Learning about Colin rattled Mercy. Badly But over the years he’s been able to classify (while lying to himself) Remy’s affair with Colin’s mother as a one-off. When Alex shows up, he’s forced to face the fact that Remy, while a kind and loving father, was flawed in ways Mercy never considered. The lifelong hero image he’s carried his whole life shatters in LHM, and there’s no piecing it back together. In the last chapter, when he goes to get Alex, that’s his acceptance of Remy’s gray, mortal memory. He’ll always love his father, always carry his stories and lessons, and he’ll never disparage him to his own children. He’s accepted that Remy wasn’t some fairytale figure; that he wasn’t perfect. But he’s stopped – in a calm and rational way – wanting to be just like him. When faced with undue pressure, and crappy circumstances, Remy chose to withdraw into the swamp. To keep secrets. To protect himself. And when Mercy’s faced with that kind of pressure, he takes a different tack: he fights. He kills. Remy wouldn’t do anything, but Mercy would do everything.

 

Driving up to Virgina, turning up at Mike’s funeral, is his first step toward burying Remy’s ghost for good. His dad’s long dead, and Mercy can miss him, and still love him without making a saint of him. And he has two brothers who need him to be the man that Remy never could be, Alex most of all.

 

On the flipside there’s Aidan, whose expectations for Ghost are pretty much on the floor. They’ve made some progress throughout the series, but when shit hits the fan in LHM, Ghost is back to his dictatorial ways – by necessity, in Ghost’s mind. Aidan gets hit with the one-two punch of Ghost’s “death,” and then being voted in as VP, and I don’t think anyone – especially Aidan himself – thought he could step up. But he does, because he always had the ability to do so.
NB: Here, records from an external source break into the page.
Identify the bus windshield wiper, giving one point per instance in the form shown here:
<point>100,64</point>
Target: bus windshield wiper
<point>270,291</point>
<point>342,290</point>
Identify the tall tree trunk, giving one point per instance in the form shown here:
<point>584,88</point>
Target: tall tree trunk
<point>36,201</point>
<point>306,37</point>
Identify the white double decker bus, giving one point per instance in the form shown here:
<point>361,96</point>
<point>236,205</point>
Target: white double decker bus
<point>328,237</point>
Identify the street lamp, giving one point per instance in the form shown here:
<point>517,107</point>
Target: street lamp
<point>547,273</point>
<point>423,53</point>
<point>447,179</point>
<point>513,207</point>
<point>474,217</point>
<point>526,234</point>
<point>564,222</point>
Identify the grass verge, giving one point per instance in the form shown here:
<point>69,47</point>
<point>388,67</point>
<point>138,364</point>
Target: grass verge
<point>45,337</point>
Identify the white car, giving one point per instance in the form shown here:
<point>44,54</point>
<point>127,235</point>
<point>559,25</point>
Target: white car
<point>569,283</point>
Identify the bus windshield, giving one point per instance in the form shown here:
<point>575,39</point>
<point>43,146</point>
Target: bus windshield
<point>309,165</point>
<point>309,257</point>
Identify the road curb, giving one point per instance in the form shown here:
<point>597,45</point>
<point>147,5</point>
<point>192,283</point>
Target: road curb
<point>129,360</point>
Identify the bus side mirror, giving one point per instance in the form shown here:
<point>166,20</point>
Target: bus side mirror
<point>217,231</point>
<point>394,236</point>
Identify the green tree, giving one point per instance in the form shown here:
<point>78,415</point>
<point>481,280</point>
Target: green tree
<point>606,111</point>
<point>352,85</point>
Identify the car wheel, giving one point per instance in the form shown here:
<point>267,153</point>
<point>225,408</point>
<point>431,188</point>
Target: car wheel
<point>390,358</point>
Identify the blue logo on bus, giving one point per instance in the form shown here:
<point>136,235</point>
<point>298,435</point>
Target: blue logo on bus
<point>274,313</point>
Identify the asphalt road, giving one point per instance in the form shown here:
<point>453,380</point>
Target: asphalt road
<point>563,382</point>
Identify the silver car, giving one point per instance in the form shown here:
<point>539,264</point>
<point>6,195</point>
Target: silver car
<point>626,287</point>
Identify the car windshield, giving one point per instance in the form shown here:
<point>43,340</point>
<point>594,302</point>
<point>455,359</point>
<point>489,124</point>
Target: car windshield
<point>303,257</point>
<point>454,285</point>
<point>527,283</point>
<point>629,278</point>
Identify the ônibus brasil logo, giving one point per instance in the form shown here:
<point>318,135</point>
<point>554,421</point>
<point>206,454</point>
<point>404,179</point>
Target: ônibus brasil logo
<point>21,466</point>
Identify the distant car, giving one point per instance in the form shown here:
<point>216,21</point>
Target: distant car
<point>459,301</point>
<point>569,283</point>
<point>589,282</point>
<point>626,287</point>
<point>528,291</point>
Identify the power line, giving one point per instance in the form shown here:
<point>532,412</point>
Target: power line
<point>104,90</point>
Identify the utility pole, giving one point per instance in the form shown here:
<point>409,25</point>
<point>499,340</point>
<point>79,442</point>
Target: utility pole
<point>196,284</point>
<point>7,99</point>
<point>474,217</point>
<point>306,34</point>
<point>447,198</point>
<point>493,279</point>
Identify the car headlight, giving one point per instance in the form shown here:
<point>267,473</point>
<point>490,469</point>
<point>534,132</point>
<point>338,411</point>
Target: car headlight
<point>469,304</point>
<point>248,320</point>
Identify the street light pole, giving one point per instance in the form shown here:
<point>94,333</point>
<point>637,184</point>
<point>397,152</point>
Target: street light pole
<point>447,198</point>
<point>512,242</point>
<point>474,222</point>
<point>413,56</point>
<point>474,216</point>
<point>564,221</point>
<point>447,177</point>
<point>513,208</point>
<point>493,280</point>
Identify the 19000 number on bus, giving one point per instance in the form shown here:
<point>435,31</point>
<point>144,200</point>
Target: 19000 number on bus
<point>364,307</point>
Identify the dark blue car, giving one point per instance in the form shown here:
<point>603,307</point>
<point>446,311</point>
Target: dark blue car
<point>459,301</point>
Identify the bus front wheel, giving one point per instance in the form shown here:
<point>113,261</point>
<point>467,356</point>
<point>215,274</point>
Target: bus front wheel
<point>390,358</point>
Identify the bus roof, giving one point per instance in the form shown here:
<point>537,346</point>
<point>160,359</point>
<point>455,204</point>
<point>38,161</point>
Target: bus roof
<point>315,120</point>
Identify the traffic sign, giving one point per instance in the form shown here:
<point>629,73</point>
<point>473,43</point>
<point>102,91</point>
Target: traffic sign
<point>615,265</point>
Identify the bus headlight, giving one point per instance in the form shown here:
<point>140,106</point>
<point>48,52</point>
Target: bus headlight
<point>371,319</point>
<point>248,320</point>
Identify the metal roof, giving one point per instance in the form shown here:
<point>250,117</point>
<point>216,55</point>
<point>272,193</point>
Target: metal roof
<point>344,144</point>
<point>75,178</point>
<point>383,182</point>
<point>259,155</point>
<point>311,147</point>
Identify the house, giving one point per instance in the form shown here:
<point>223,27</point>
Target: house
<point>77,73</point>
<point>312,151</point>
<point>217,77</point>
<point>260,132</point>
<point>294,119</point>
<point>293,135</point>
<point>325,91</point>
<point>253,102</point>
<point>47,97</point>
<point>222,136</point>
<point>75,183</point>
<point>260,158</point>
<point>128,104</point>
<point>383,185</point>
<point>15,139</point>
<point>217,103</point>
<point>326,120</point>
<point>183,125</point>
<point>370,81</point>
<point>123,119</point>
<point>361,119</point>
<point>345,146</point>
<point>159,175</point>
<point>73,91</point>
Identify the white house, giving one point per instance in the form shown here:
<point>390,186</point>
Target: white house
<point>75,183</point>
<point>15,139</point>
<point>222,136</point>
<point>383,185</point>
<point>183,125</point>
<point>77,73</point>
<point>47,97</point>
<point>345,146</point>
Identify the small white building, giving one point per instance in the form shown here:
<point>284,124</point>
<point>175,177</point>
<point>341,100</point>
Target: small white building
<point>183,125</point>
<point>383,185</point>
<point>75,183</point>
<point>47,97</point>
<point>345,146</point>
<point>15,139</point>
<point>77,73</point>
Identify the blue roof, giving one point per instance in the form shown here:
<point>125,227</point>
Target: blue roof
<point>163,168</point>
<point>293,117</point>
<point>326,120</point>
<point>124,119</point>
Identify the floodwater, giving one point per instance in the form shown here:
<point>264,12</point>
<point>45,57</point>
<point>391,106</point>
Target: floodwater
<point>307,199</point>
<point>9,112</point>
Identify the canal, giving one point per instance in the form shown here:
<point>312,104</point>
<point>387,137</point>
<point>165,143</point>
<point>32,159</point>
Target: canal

Walsh’s spiel in church was an honest one; he really did think Aidan was the right man for the job, and the end of the novel bears that out.

 

If Alex appearing in Knoxville with Remy’s face was a shock to Mercy’s system, then Aidan’s newfound responsibilities as VP were a dose of the same. And what does Aidan do the second he sees a club opportunity? Exactly what Ghost always does: jumps on it with both feet and worries about sanitizing and packaging it for the club once he’s decided on a course of action. It’s the biggest epiphany of Aidan’s club life, and it couldn’t have happened unless Ghost was “gone.” In Ghost’s absence, when faced with leadership, Aidan realizes he and his dad share similar instincts, and his eyes are opened to a whole new angle of the burden of leadership.

 

In the end, Aidan doesn’t so much forgive Ghost as come to terms with the way he is – and, perhaps, the way he himself is. He knows that he loves his father, and now they have a platform from which to start building their relationship anew.

 

On a personal development level, with regards to individual, internal growth, this book is an important turning point for Mercy and Aidan. A victory for both of them.